Consumer Optimism Picks Up In October
Consumer optimism appears to be rebounding in October, reports the University of Michigan’s Institute for Social Research (ISR) in its Survey of Consumers. The ISR’s preliminary Consumer Sentiment Index for October is 92.1, up from 87.2 in its September 2015 survey.
“The rebound in confidence signifies that consumers have concluded that the fears expressed on Wall Street did not extend to Main Street,” says Richard Curtin, chief economist of the ISR’s Surveys of Consumers. “Importantly, the renewed confidence did not simply represent a relief rally, but instead reflected renewed optimism. Personal financial expectations rose to their highest level since 2007, as did consumers’ views toward purchases of durable goods. While consumers anticipate a continued economic expansion, many expected strong headwinds from falling commodity prices, weakened economies in China and elsewhere as well as continued stresses on European countries. Perhaps the most important finding is that low inflation and continued job growth have enabled consumers to adapt to a slower and more variable rate of economic growth by varying the pace of their spending without losing confidence that the expansion will continue. Overall, the data still indicate that consumption will expand at 2.9 percent during 2016.”

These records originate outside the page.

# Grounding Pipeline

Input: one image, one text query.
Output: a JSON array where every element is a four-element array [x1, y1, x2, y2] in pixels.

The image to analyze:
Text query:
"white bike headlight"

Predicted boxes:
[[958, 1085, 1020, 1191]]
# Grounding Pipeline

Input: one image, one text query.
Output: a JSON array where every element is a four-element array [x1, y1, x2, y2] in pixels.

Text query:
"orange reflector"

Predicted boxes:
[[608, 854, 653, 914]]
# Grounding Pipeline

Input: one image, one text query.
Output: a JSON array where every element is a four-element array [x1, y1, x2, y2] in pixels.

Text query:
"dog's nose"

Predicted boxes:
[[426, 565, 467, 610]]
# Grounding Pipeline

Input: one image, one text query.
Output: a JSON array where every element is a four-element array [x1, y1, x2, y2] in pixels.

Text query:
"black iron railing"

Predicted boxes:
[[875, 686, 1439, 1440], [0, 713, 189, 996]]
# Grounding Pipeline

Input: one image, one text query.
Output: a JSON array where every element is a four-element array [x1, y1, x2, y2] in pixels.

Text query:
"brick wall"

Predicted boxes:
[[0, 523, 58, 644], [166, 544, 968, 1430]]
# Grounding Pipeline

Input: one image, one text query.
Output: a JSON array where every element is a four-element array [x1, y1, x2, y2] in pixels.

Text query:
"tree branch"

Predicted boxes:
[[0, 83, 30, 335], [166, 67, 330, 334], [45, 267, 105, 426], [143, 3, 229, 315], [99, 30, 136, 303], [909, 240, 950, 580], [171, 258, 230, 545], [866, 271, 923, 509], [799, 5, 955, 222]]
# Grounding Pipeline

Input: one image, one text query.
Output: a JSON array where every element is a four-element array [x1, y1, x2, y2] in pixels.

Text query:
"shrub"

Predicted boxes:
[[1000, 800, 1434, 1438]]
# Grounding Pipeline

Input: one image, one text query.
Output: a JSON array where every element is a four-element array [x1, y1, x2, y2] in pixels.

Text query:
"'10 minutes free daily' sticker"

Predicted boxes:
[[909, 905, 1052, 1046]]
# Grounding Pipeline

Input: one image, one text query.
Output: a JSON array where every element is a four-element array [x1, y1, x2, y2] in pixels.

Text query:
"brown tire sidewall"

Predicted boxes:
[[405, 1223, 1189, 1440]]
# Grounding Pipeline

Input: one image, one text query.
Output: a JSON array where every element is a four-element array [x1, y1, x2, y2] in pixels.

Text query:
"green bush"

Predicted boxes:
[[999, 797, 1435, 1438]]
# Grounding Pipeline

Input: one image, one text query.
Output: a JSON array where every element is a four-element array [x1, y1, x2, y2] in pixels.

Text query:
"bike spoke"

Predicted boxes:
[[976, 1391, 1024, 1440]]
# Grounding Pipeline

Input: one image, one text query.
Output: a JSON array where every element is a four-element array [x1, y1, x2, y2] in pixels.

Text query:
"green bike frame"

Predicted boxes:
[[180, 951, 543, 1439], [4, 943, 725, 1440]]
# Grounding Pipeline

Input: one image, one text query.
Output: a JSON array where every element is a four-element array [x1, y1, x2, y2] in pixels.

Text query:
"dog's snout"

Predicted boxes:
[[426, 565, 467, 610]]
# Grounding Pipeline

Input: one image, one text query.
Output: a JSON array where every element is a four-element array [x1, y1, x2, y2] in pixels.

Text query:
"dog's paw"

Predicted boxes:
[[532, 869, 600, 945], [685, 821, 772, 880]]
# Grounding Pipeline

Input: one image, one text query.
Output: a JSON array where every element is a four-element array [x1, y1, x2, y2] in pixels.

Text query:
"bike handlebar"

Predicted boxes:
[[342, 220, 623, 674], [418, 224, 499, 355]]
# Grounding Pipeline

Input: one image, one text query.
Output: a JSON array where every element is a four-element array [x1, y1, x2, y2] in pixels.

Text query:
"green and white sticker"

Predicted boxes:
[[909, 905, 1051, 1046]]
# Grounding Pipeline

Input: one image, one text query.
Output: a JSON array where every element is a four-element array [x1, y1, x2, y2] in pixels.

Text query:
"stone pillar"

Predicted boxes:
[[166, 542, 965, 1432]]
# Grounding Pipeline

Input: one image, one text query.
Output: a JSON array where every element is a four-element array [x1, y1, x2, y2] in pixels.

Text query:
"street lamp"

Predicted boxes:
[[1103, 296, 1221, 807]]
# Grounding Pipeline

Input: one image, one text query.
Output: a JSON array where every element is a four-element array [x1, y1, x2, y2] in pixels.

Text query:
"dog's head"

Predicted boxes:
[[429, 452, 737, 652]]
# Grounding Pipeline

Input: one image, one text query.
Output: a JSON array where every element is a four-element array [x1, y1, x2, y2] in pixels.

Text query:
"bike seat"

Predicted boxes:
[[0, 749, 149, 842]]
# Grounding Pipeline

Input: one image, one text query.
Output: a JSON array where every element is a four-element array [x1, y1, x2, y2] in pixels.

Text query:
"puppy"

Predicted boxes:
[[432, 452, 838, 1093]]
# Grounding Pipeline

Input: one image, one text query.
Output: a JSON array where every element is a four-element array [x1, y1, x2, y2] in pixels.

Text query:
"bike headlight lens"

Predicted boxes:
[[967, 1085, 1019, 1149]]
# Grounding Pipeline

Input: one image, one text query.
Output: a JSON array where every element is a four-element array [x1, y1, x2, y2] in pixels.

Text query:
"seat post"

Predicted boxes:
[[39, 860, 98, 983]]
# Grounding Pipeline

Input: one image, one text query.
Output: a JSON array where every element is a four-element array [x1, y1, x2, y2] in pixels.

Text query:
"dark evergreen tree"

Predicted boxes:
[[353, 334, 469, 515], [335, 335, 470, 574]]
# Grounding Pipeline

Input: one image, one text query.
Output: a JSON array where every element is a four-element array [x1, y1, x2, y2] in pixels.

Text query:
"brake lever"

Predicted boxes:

In its September Consumer Sentiment Index, the ISR concluded that Americans understand that the stock market declines had more to do with international conditions than the domestic economy. The ISR’s September Sentiment Index was at the lowest level in 11 months, but it was still higher than in any prior month since May 2007. Its October figures are in line with this trend, and the ISR says overall, its data indicates that consumer spending will continue to expand in late 2015 and 2016,.
In September, the ISR noted a high proportion of consumers remarked on negative reports about stock prices or international and trade concerns in the current mix of economic news. These issues were cited in September’s survey by one in four households.
Established in 1948, the Institute for Social Research (ISR) at the University of Michigan conducts the University of Michigan Surveys of Consumers, the American National Election Studies, the Monitoring the Future Study, the Panel Study of Income Dynamics, the Health and Retirement Study, and the National Survey of Black Americans and the World Values Surveys. ISR is also home to the Inter-University Consortium for Political and Social Research (ICPSR), the world’s largest computerized social science data archive.